イタリア発マルチブランド・リテール、スローウエアに新CEOがもたらす進化
ブラガCEO:スローウエアとはブランド名でも、創始者やオーナーの名前でもなく、概念や考え方。もとは「スローウエア」という屋根の下にトラウザーズの「インコテックス」、ニットの「ザノーネ」、アウターの「モンテドーロ」、シャツの「グランシャツ」という卓越した各ブランドを擁するコンセプトリテールだ。小規模で、決して知名度も高くはないが、ファンには非常に重要なブランド。社長になって、ロイヤルカスタマーの多さに驚き、感動した。

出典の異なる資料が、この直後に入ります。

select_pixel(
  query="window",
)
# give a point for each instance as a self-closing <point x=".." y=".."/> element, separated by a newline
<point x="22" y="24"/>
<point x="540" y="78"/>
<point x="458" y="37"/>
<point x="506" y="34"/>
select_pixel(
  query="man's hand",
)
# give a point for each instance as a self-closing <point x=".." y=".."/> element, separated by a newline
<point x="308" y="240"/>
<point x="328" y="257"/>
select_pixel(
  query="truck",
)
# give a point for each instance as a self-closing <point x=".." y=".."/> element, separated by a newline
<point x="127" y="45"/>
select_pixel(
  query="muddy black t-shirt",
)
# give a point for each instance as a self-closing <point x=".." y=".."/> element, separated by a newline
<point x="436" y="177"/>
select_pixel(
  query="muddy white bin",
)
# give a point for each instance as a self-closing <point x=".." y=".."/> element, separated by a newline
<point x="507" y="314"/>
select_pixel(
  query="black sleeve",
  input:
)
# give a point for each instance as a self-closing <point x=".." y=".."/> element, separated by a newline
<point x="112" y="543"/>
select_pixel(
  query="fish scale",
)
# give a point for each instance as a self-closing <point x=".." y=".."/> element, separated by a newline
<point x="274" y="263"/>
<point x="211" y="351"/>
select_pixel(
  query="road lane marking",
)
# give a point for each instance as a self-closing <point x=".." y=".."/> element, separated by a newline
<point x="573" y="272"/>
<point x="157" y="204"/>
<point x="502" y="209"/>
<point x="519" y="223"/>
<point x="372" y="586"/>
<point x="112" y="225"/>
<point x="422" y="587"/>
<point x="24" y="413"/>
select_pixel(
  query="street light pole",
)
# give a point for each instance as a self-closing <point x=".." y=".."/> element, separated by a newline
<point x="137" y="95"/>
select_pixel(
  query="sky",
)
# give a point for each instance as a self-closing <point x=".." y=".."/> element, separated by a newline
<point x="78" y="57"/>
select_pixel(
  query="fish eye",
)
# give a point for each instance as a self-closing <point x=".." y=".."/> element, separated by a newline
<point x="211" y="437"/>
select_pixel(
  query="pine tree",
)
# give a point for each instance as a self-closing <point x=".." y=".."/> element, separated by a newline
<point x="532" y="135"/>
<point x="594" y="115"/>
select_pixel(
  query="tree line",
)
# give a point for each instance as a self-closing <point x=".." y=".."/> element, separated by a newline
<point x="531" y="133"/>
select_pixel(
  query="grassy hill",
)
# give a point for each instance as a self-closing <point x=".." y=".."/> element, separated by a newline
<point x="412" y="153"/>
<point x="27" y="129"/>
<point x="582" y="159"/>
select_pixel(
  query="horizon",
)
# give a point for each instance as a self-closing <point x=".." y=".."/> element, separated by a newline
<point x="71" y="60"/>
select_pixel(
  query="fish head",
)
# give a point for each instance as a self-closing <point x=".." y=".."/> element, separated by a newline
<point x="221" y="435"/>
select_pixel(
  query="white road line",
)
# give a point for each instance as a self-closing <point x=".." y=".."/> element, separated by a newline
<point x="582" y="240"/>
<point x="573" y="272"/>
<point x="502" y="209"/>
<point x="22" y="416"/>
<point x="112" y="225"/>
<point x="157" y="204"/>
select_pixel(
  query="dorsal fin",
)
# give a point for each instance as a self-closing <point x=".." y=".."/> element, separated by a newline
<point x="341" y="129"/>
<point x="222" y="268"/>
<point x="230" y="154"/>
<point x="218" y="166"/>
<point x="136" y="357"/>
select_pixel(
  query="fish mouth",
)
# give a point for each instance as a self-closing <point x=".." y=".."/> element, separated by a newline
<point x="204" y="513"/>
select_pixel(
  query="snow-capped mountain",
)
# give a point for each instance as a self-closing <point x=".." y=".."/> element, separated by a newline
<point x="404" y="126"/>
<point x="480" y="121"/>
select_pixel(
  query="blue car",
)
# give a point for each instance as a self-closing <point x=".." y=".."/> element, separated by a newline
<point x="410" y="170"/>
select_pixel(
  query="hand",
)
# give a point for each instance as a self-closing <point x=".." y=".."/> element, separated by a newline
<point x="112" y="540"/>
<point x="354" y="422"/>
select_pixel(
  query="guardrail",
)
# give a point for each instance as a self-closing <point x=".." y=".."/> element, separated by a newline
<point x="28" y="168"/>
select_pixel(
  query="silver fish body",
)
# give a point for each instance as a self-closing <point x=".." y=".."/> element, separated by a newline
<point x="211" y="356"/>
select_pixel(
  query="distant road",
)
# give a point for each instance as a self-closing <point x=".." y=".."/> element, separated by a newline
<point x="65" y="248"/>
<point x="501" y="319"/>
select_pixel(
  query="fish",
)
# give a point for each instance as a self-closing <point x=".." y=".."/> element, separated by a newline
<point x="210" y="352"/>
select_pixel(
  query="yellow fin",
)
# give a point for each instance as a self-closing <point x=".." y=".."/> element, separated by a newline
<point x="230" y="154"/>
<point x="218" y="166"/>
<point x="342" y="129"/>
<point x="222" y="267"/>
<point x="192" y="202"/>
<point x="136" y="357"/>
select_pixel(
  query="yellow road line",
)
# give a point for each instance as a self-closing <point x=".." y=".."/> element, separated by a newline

私たちが目指すのは、洗練のエレガンスと、一つのものに固着しないしなやかさ。そして、機能性と使い勝手の良さに宿る美しさ。それらを体現する洋服は、顧客の人生に寄り添う。着心地の良さと機能性を追求するからこそ、各アイテムは、顧客の「第二の肌」となる。それらは全て「着用」できるだけでなく、「使用」できるものだ。
WWD:「着用」と「使用」の違いとは?
ブラガCEO:警察や軍隊の制服やサラリーマンのスーツは「着用」するもの。それはある種のユニフォームで、相手に自分が「警察」や「サラリーマン」であることを伝える役割がある。必ずしも作りが良いわけではなく、職業の固定的なイメージに基づいた見え方が大事なのだろう。一方、服を「使用」することは、その日にどんな経験をするかを考えた上で、数ある中から自分を高めてくれる服を選んで着ること。私たちは、顧客に自分を表現してもらいたい。だからこそ、いろんな種類の生地や色を揃えている。ある種のゆるやかさを持つことも大事だ。凝り固まらず、ちょっとした「間違い」を含み持つぐらいが良い。完璧なエレガンスを想像した時に思い浮かぶのは、当たり前過ぎないコーディネートだ。
イタリアンクラシコのアップデート
WWD:「スローウエア」は「イタリアンクラシコ」のブランドと捉えて良いのか?
ブラガCEO:近年、現代的にアレンジされたクラシックスタイルはファッショニスタをも魅了するトレンドとなっている。このトレンドがいつまで続くかはわからないが、それをできる限り享受したいし、スローウエアをその最前線を走るブランドにしたい。